Our house prices, despite signs of cooling in some areas, are simply not sustainable. And the socio-economic impact that they are having is simply not acceptable. When a school teacher cannot live in a particular town or city and teach there because rents eat up so much of their salary that they cannot do anything with their lives there is a problem. When a house costs $1 million and can go up $50,000 in a day because someone bought the property and then sold it again to make a quick buck, there is a problem – not necessarily suggesting that the speculators are non-New Zealanders.

But this is more than just about council planning. It is more than about house prices, though there is a strong correlation between immigration inflow and demand. This is about protecting the quality of life in New Zealand. This is about protecting our country from criminal and terrorist elements, about protecting our way of life so that it may be enjoyed by all who come to live here and be good law abiding New Zealanders.

Most immigrants come in peace. I welcome them. The ones that come here to rort the system, use this land in support of criminal activity or commit terrorism, the next door you will see is that of a jail cell. Whether you come out of it again or not depends on what you did to justify seeing said jail cell in the first place.

I do not want to ever as a New Zealand citizen see this country reach the stage where we despise immigrants. I say this not least because we are a land of immigrants. We came over on boats in the in the first 100 years of New Zealand and since the advent of mass air transport, immigrants have arrived by plane. If we should ever reach this stage, it means New Zealand has failed as a nation in its primary task to be the land of all that is good and fair.

But we may reach that day at some point if this unsustainable immigration continues.

Exploitation of foreign workers must stop

Too often we are hearing about non-New Zealanders finding only after being subject to mistreatment that they have employment rights and that there are penalties for the employer if they fail to abide. The most common complaint is underpayment of wages, but other issues such as hours worked and being allowed to take statutory holidays are also common.

The Opposition say that the Government is not taking the issue seriously. More over it is deliberately allowing large numbers of foreign students into the country and then ignoring the deliberate underpayment of them, when they try to find work to sustain themselves here. It is failing to properly check the validity of their visas and a number of scammers are at work knowing there are loopholes which are not being closed, according to New Zealand First Leader Winston Peters.
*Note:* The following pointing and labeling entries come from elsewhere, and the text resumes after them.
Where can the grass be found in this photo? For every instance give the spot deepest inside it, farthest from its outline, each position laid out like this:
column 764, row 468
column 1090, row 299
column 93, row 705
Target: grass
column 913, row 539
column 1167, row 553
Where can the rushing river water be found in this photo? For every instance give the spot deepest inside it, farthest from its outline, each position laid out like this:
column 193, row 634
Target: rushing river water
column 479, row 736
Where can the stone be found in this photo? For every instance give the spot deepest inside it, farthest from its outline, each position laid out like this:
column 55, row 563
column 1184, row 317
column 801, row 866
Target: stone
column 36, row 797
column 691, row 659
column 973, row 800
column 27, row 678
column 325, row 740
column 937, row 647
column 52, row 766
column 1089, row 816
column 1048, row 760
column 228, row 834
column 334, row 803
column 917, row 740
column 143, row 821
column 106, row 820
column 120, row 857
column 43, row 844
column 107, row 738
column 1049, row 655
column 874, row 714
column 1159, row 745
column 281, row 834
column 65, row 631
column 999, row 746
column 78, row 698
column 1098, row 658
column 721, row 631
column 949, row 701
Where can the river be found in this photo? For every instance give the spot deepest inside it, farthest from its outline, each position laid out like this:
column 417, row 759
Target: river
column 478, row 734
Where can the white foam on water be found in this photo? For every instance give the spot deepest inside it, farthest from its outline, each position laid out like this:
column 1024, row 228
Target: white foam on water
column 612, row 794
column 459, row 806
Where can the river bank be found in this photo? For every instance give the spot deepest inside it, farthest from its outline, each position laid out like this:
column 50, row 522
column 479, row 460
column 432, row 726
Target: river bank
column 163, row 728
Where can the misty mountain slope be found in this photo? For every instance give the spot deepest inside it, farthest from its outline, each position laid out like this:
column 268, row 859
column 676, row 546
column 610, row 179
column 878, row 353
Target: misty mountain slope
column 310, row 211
Many of the people being short changed are from India and and were unaware of their rights before arriving. Their visa agent failed to inform them of their rights and responsibilities, and in some cases may have taken the fee and bolted. And – for those who are lucky enough to get here – when they arrived in New Zealand and found work, their employer failed to do due diligence and ensure their new employee/s know how they should be treated. Others are from China and because of corrupted practices in their country, expectations about what to expect in New Zealand with regards to employment law are lower. None of them are likely to be aware that there are methods of redress that can be taken.

Prime Minister John Key is currently in India negotiating a Free Trade Agreement. Among the issues he should have raised are the scammers at work who issue fraudulent visas. Mr Key should have also told his Indian counter part Narendra Modi that New Zealand will clamp down on the issuing of fraudulent visas. In New Zealand he should be announcing a plan to to require all parties issuing visas to be registered with Immigration New Zealand and have a certificate of compliance that gets renewed annually. New Zealand is better than what I have described above. New Zealanders do not treat people like that – we should know and act better.